Compute the variances:

$\{261.333,5.33333,0.,0.\}$

i say again, yikes!

For the record, here are the new

$A^R = \left(\begin{array}{llll} 4.32049 & 0 & 0 & 0 \\ -2.16025 & -1.41421 & 0 & 0 \\ -2.16025 & 1.41421 & 0 & 0\end{array}\right)$

and

$S^Q = \left(\begin{array}{lll} 22.8619 & 0 & 0 \\ -11.431 & -2.82843 & 0 \\ -11.431 & 2.82843 & 0\end{array}\right)$

From the orthonormal basis v2 , i construct a reciprocal basis for the $\sqrt{\text{eigenvalue}}$-weighted matrix $A^R$. i’ll just use the diagonal of w2 (instead of the $\sqrt{\text{eigenvalue}}$ since i haven’t computed them) to scale two of the vectors. Recall the new w matrix:

$w2 = \left(\begin{array}{lll} 5.2915 & 0. & 0. \\ 0. & 2. & 0. \\ 0. & 0. & 0. \\ 0. & 0. & 0.\end{array}\right)$

i construct a diagonal matrix using 1/w when possible, 1 otherwise.

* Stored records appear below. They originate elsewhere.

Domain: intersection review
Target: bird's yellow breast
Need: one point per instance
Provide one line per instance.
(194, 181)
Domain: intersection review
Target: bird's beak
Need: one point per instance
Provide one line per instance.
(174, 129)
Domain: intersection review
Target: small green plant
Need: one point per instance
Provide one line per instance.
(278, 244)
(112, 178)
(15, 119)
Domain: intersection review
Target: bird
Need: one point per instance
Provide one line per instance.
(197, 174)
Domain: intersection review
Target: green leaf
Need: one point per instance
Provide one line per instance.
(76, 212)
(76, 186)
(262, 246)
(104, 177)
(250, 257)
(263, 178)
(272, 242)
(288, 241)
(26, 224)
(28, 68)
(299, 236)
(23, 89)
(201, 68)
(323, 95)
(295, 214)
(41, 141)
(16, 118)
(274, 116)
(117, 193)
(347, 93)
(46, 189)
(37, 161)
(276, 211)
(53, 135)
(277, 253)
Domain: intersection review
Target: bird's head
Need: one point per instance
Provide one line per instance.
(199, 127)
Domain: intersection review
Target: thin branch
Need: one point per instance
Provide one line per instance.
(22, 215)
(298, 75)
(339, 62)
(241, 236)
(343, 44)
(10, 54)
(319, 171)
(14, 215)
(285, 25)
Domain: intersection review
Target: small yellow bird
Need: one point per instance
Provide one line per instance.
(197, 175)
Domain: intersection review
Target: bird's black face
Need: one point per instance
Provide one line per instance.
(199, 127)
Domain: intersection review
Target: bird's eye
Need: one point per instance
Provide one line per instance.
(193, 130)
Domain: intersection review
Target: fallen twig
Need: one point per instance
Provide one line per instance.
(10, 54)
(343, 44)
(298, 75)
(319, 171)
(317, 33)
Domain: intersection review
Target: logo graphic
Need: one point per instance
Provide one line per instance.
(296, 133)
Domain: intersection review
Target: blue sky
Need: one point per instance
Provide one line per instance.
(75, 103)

$\left(\begin{array}{lll} 0.188982 & 0. & 0. \\ 0. & 0.5 & 0. \\ 0. & 0. & 1.\end{array}\right)$

then i premultiply that by the new v, and keep only the first two columns; the new reciprocal basis is:

$B2 = \left(\begin{array}{ll} 0.154303 & 0 \\ -0.0771517 & -0.353553 \\ -0.0771517 & 0.353553\end{array}\right)$

Having the reciprocal basis, we project the data onto it get the new data wrt the $A^R$ basis. But we project the original data. That’s the catch. As i said, it’s the variance of X we’re trying to scale to 1, not the variance of X2. we compute X B2:

$X\ B2 = \left(\begin{array}{ll} -1.38873 & 0 \\ 0.46291 & -1.41421 \\ 0 & 0.707107 \\ 0.92582 & 0.707107\end{array}\right)$

And the variances?

$\{1.,1.\}$.

Indeed. this corresponds even more closely to what we first saw in harman. (if instead we project X2 onto B2, we get a common variance of 1/3 again.)